There were warnings of strong winds, but we rarely get what is promised. I finished my shower. John got caught in the bathroom without windows or lights. I opened the door so he could see to get out. The generator kicked in, giving us electricity for the water pump, the microwave, and lights in several rooms. I ran out in the rain to check the gauge on the propane tank. We had no idea how much could be used if the power were out a long time.

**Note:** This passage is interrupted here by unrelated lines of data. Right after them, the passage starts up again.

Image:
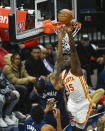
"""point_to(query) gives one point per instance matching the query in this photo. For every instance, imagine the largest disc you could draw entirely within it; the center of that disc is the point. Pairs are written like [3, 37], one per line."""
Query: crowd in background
[35, 60]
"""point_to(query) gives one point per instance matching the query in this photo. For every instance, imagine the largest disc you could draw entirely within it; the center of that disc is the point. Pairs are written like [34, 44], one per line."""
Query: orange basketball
[65, 16]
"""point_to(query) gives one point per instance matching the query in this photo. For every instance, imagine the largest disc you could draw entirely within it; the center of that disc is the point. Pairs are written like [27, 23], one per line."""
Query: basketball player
[79, 103]
[51, 89]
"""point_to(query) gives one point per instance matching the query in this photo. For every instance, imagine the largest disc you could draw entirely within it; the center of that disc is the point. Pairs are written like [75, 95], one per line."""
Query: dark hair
[35, 47]
[19, 66]
[37, 113]
[40, 85]
[85, 37]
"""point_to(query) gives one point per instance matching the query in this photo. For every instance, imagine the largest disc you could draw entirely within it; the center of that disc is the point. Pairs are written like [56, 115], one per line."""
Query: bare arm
[59, 56]
[75, 62]
[47, 127]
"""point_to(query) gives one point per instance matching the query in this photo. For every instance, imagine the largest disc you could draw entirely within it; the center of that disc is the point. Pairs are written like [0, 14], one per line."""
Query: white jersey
[79, 103]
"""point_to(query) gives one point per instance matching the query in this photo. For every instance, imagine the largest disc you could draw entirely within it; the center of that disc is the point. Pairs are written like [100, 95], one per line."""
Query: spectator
[37, 123]
[3, 52]
[8, 97]
[17, 75]
[43, 55]
[34, 64]
[101, 80]
[25, 47]
[89, 57]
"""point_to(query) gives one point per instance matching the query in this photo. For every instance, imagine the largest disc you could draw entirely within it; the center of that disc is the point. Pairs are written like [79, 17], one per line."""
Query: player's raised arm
[75, 62]
[59, 56]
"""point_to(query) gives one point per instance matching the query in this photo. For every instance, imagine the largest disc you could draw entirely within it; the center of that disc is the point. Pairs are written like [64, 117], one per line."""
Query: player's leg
[96, 96]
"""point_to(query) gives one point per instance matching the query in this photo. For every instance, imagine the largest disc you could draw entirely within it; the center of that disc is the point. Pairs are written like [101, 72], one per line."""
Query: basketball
[65, 16]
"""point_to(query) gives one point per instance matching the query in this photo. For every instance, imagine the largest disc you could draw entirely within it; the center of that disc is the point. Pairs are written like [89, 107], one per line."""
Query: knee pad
[16, 93]
[2, 98]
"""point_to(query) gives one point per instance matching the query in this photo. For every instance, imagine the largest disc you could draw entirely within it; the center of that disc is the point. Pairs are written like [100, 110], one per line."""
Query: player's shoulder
[47, 127]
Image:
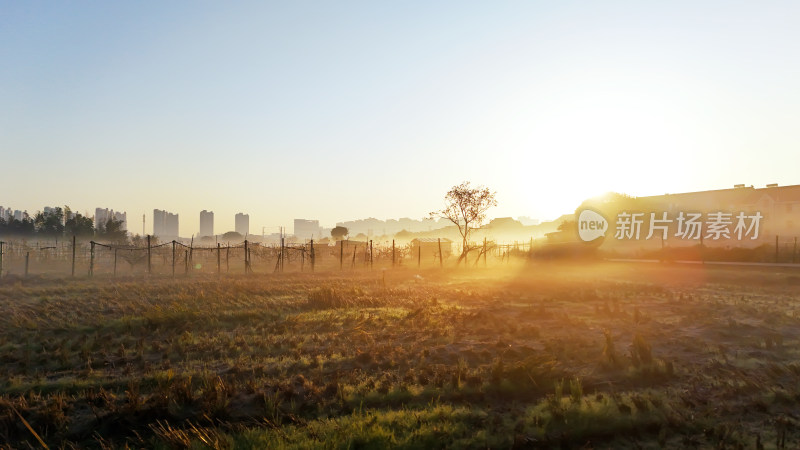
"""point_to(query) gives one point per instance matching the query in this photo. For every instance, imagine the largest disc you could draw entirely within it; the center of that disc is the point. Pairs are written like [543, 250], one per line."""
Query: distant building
[165, 224]
[172, 225]
[159, 222]
[307, 229]
[206, 223]
[242, 224]
[103, 215]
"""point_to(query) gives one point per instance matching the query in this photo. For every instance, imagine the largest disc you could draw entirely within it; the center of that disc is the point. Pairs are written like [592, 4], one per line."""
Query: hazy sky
[345, 110]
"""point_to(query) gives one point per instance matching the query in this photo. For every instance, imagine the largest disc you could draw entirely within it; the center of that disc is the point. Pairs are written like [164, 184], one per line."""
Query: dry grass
[524, 356]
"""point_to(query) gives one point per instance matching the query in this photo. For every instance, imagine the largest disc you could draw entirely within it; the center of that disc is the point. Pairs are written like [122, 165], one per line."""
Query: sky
[345, 110]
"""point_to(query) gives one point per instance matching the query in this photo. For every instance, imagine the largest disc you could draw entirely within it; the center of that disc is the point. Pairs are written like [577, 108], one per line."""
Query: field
[595, 355]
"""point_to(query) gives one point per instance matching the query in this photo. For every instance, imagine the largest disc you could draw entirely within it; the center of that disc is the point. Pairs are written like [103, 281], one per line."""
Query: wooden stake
[91, 260]
[73, 255]
[441, 263]
[149, 267]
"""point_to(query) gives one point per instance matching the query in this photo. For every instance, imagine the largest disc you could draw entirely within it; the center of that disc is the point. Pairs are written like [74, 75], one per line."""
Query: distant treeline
[62, 223]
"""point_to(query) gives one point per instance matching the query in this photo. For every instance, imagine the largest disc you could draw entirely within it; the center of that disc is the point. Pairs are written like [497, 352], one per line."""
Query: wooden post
[91, 260]
[283, 254]
[441, 263]
[73, 255]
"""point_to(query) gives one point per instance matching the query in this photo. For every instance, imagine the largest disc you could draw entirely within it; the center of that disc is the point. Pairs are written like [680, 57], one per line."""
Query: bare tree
[466, 207]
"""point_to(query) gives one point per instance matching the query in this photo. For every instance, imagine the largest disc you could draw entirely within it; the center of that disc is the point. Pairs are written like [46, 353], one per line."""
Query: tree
[339, 233]
[50, 224]
[112, 231]
[466, 208]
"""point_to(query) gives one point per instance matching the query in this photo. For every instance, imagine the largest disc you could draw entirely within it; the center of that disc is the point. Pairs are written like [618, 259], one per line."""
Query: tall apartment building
[165, 224]
[206, 223]
[103, 215]
[243, 224]
[307, 229]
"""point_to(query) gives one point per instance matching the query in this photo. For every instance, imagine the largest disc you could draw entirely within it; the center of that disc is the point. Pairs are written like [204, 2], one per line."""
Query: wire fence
[174, 258]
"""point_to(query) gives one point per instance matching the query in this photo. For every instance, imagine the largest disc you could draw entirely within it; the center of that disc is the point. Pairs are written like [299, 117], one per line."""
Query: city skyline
[234, 106]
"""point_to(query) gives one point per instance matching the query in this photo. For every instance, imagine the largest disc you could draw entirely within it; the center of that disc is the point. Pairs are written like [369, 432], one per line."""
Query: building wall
[242, 222]
[206, 223]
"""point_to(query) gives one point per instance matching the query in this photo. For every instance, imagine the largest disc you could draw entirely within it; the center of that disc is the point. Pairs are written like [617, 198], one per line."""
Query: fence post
[313, 255]
[91, 260]
[73, 255]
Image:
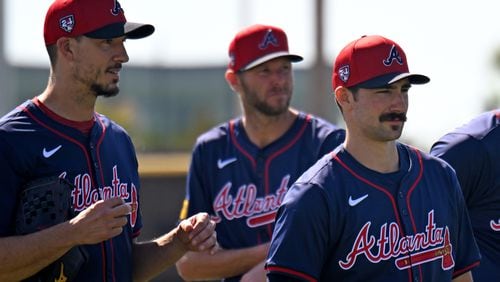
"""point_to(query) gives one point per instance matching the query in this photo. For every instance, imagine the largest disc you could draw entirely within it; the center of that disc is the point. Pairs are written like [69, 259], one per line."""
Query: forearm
[466, 277]
[152, 257]
[23, 256]
[224, 263]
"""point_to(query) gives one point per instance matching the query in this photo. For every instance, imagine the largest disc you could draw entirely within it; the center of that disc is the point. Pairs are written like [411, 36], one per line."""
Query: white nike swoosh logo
[48, 154]
[222, 163]
[354, 202]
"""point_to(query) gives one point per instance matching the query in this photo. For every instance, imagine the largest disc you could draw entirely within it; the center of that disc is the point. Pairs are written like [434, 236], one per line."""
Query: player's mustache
[116, 66]
[393, 116]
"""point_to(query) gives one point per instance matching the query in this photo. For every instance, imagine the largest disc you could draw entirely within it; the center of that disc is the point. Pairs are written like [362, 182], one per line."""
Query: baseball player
[241, 169]
[58, 135]
[374, 209]
[473, 150]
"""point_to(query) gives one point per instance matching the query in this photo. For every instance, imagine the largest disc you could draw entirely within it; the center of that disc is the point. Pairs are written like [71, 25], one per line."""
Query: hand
[256, 274]
[101, 221]
[197, 233]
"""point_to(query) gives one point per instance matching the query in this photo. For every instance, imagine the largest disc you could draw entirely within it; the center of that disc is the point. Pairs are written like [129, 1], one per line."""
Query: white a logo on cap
[344, 73]
[67, 23]
[117, 8]
[393, 55]
[269, 38]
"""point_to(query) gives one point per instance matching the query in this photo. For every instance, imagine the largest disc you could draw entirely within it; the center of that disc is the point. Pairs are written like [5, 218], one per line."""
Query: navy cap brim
[386, 79]
[293, 58]
[128, 29]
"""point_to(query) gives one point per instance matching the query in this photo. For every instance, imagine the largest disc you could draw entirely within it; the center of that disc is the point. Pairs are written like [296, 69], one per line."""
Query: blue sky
[451, 41]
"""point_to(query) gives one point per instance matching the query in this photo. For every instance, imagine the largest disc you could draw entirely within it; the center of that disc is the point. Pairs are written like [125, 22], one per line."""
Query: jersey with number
[242, 185]
[35, 143]
[344, 222]
[473, 150]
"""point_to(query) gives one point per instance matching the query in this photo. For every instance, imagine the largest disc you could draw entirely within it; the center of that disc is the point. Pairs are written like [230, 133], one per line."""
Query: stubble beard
[262, 106]
[100, 90]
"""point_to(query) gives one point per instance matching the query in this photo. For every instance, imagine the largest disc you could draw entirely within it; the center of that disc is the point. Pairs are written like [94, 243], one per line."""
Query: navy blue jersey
[242, 185]
[344, 222]
[473, 150]
[101, 165]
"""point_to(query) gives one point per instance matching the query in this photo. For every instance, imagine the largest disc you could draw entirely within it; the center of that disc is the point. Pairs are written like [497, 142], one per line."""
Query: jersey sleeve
[300, 240]
[467, 252]
[8, 189]
[332, 141]
[470, 161]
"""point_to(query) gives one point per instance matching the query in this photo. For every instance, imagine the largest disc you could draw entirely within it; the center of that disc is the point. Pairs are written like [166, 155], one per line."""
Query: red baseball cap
[93, 18]
[371, 62]
[257, 44]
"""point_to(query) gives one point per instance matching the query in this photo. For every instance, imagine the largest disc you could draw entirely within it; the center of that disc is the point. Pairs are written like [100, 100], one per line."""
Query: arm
[466, 277]
[193, 234]
[224, 263]
[23, 256]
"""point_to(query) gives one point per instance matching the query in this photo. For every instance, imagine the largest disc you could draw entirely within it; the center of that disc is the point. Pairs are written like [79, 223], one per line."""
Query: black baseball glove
[43, 203]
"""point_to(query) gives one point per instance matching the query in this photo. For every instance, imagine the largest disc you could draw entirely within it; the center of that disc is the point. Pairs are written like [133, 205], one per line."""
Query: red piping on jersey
[237, 145]
[56, 132]
[98, 144]
[465, 269]
[291, 272]
[24, 109]
[380, 188]
[420, 173]
[391, 198]
[279, 152]
[271, 157]
[408, 196]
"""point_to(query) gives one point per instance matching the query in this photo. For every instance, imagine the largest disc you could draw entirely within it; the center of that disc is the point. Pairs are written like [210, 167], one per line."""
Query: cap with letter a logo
[371, 62]
[257, 44]
[103, 19]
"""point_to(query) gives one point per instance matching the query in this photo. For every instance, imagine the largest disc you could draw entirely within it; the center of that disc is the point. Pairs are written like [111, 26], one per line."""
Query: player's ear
[343, 96]
[232, 79]
[65, 47]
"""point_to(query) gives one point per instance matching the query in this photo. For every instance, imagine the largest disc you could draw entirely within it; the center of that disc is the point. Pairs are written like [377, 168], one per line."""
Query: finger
[203, 234]
[209, 244]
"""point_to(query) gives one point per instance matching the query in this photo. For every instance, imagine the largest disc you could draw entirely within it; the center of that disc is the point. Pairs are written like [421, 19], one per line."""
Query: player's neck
[263, 130]
[378, 156]
[67, 103]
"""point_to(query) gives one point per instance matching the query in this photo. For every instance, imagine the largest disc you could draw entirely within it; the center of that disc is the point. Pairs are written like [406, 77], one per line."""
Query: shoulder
[318, 122]
[218, 132]
[17, 117]
[466, 139]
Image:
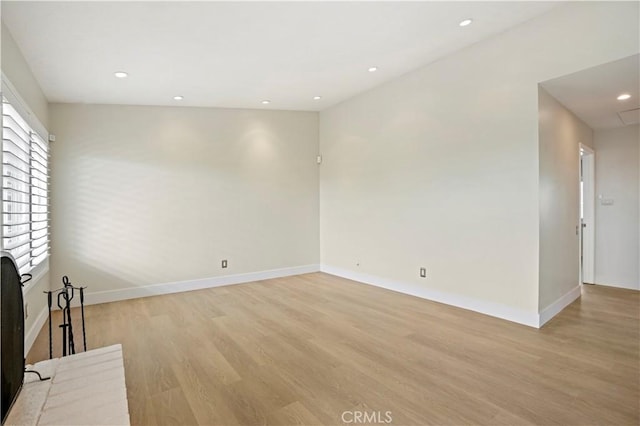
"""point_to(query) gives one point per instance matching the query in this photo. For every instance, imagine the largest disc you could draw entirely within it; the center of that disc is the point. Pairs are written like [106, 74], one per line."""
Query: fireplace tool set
[63, 297]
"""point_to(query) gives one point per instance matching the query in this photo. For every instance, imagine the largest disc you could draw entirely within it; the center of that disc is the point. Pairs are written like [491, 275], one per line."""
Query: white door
[587, 214]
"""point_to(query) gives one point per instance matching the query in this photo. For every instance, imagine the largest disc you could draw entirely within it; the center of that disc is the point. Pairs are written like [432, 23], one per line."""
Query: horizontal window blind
[25, 191]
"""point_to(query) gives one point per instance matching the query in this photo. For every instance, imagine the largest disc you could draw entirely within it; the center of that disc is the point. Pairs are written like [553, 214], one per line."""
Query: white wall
[15, 67]
[617, 247]
[150, 195]
[560, 133]
[35, 108]
[439, 168]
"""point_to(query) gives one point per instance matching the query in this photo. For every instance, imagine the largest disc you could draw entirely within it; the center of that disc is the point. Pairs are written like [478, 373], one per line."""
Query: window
[25, 191]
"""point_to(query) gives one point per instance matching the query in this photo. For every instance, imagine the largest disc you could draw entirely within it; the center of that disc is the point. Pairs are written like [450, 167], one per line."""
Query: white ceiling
[592, 93]
[236, 54]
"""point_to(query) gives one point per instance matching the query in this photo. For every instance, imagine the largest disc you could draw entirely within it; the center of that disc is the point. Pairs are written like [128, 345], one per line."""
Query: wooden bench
[87, 388]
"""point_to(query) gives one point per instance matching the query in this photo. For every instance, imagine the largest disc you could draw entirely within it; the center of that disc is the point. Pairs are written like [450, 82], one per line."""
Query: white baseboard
[488, 308]
[554, 309]
[32, 333]
[180, 286]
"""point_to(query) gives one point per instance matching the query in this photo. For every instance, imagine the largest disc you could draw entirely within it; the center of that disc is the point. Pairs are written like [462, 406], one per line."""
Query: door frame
[587, 219]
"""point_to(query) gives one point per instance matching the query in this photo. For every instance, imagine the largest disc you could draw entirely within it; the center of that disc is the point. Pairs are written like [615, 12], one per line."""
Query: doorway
[587, 214]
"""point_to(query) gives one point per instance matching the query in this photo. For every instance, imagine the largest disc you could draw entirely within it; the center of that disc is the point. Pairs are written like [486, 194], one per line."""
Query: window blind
[25, 191]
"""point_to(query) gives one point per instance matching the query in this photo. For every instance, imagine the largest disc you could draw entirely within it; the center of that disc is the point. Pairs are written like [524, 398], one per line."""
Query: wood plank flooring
[306, 349]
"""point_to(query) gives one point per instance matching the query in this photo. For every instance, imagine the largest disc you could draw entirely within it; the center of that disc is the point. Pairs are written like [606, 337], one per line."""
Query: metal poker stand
[64, 296]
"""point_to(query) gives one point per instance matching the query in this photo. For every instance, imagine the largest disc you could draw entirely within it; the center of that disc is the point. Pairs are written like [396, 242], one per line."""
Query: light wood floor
[303, 350]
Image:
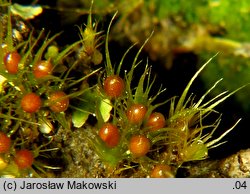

Meanwhile, the wind roared and whistled. John left to keep two doctors’ appointments. I found the wind very unsettling. It was hard to think of anything but the sound of the wind. There was a crash on the screened porch as a glass candle holder exploded when it hit the floor. I picked up the pieces, not that they would be blown about like shrapnel. The bird feeder crashed on the bedroom deck. I put on a raincoat and rigged it up at a lower level, and the birds flocked to it. Stripping and remaking the guest bed seemed a good idea in case anyone needed to stay with us. I almost slipped on the kitchen floor and found water there. Somehow the fountain pump reversed itself, pumping water out of the container instead of inside it. What a mess! It seemed prudent to fill wastebaskets with water for the toilet and pitchers with drinking water. Back in the bedroom, I glanced out and saw the most brilliant rainbow I’d ever seen. An hour later there was another one, not so bright, but lying under the mountain. Only one photo showed a semblance of its brilliance.
The wind continued its blustery mayhem. I pricked up my ears at sounds from the garage area. I was about to investigate when I heard a greeting from son $. He was here to visit before keeping an appointment in town.
We thought there would be rain all day. Instead, there was blue sky with white clouds scudding to the northeast. The shadows on the mountain slithered up and down the slopes, making a landscape that changed second by second. Sometimes it looked like dinosaurs chasing each other.